Transitivity Coefficient: It is related to the clustering coefficient, and is the ratio of the number of closed triplets (u connected to v connected to w connected to v) to the number of connected triplets (at least 2 of the 3 edges present) of nodes in the network. |
Rich Club Coefficient: It is related to the network density but only includes the nodes with degree above a threshold k. That is, for a given k, the rich club coefficient is the ratio of the number of actual to the number of potential edges between nodes with degree greater than k [19]. The normalized rich club coefficient was calculated, with respect to a degree-preserving randomized network. Thus, a normalized rich club coefficient >1 indicates that the network has a rich club structure, whereas a value <1 indicates otherwise. |
Characteristic Path Length: Shortest path length between a pair of nodes is the number of edges in the shortest path between the two nodes. Characteristic path length is the average pairwise shortest path lengths between all pairs of nodes. The standard convention to estimate characteristic path length in a disconnected graph ignores the cross-component node pairs [52]. |
Efficiency: The global efficiency is defined as the harmonic mean of all pairwise shortest path lengths [21]. It measures the efficiency with which nodes in a network can exchange information with each other. Efficiency is not monotonically related to characteristic path length, and for a fixed characteristic path length, efficiency attains a maximum value when the pair-wise shortest path lengths have low variability. |
Modularity: The network is divided into ‘communities’. Each community consists of disjoint set of nodes that are linked more with other nodes in the same community, compared to the nodes of another community [20]. This is done such that the number of edges between different communities is minimized, and the number of nodes within a community is maximized. Given a community structure, modularity is the fraction of the edges that connect two nodes within the same community minus the expected fraction if edges were distributed at random [53]. Formally, modularity is computed as: Q = ∑u∈M[e uu – (∑v∈M e uv)2], where M is the set of non-overlapping modules that the whole network is sub-divided into, and e uv is the proportion of all the links that connect nodes in module u with those in v. |
Betweenness Centrality: For node u, betweenness centrality is the fraction of all shortest paths (between all node pairs) that pass through u. Thus, a higher value of betweenness centrality indicates a greater participation of that particular node in the shortest paths between any two nodes of the network [54]. |
IDP Identification. MobiDB database [45] integrates multiple sources to provide a consensus annotation of disorder for each residue in a protein. We defined disordered regions as stretches of at least 30 disordered residues. As described previously, the overall disorder score of a protein is the fraction of protein sequence covered by disordered regions [9,46]. A protein was designated as an IDP if the disorder score was above a certain threshold. We used two thresholds, namely, 50% and 70% disorder. |
Results
Overview
Our overall goal was to assess whether IDP-induced sub-networks exhibit unexpected topological properties. To define IDPs, we used annotations provided in MobiDB database (see Materials & Methods). The disorder score for a protein sequence is calculated as the fraction of protein sequence covered by disordered regions. For all analyses, we used two stringent thresholds for the disorder score– 50% and 70%. Independently in all four species, we estimated a broad array of network properties (Table 1) of sub-networks induced by IDPs (NetIDP) and the entire PIN (NetAll). We assessed the statistical significance of NetIDP’s topological properties based on the distribution obtained from 300 degree-preserving randomizations of NetIDP. With minor exceptions, all cases that were deemed significant using our analytical approach (see Materials & Methods), were also significant using a direct empirical estimate.
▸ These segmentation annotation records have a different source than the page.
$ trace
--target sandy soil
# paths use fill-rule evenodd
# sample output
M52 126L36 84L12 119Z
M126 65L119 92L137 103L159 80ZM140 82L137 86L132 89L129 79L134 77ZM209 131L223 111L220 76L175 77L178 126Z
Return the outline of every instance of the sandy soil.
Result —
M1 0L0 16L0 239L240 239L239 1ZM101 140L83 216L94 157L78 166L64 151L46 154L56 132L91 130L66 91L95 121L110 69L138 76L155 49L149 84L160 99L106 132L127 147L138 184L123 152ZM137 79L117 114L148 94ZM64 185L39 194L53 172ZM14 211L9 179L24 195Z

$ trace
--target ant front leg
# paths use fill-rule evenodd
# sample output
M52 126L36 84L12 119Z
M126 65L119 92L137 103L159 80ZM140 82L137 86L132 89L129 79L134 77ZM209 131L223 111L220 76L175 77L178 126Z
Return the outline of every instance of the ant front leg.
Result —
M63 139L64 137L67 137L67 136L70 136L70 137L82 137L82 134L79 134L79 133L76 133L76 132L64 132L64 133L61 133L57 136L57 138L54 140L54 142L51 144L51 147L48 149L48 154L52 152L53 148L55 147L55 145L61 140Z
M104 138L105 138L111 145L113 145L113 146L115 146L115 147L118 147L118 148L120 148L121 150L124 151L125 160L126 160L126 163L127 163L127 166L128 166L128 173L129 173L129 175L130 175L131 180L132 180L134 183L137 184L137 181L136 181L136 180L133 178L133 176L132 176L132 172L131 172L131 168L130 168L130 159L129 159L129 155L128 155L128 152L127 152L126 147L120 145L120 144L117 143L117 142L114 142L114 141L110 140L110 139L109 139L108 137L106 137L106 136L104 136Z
Besides applications to four species and using two disorder thresholds, to further ascertain robustness of our results, we repeated our analyses using multiple sources for protein networks (see Materials & Methods): (1) STRING Physical Interaction: For human, mouse, fly, and yeast, we used the physical interactions from STRING database [17]. (2) BIOGRID: For human and yeast we used BIOGRID database [18]. For mouse and fly, BIOGRID does not contain sufficient data for statistical analyses. (3) STRING integrated (functional) network: For the four species, we also used the integrated STRING database.
All network properties for all four species at all disorder stringencies and all network databases are listed in Table A in S1 File. The statistical significance of NetIDP properties are included in Tables B and C in S1 File. Further details of various aspects of our pipeline are provided in Materials and Methods section. Next we present our analyses of various network properties of NetIDP. Unless otherwise mentioned our results refer to those based on STRING physical interaction at 70% disorder threshold.
Network Density
S1 Fig shows the degree distribution of IDPs (at 70% threshold) and all nodes for the 4 species, based on STRING physical interaction data. The overall degree distributions do not reveal an obvious difference between IDPs and non-IDPs. However, by and large, with very few exceptions, in four species, for two thresholds, and for three different network data sources, the network density of NetIDP is greater than that of NetAll, (Table A in S1 File). When we explicitly assessed the enrichment of hubs (defined as nodes with degree > mean + standard deviation of all degrees in NetAll) we did not see a robust and consistent signal for enrichment of hubs among IDPs as observed previously [9].
Clustering, Transitivity and Rich club Coefficient
The two related measures, clustering and transitivity coefficient (also called ‘global’ clustering coefficient) capture local clustering of nodes; while clustering coefficient measures the extent to which neighbors of a node are connected to each other, the transitivity coefficient quantifies whether ‘the friend of a friend is a friend’. Given a slightly greater edge density in NetIDP relative to NetAll, probabilistically, one would expect a greater clustering and transitivity coefficient. Indeed this is largely true for transitivity coefficient, but unexpectedly, clustering coefficient for NetIDP tends to be lower than that for NetAll (Table A in S1 File). However, when compared directly against degree-preserving randomizations of NetIDP, both coefficients are significantly greater than expected (Table 2 and Tables B and C in S1 File).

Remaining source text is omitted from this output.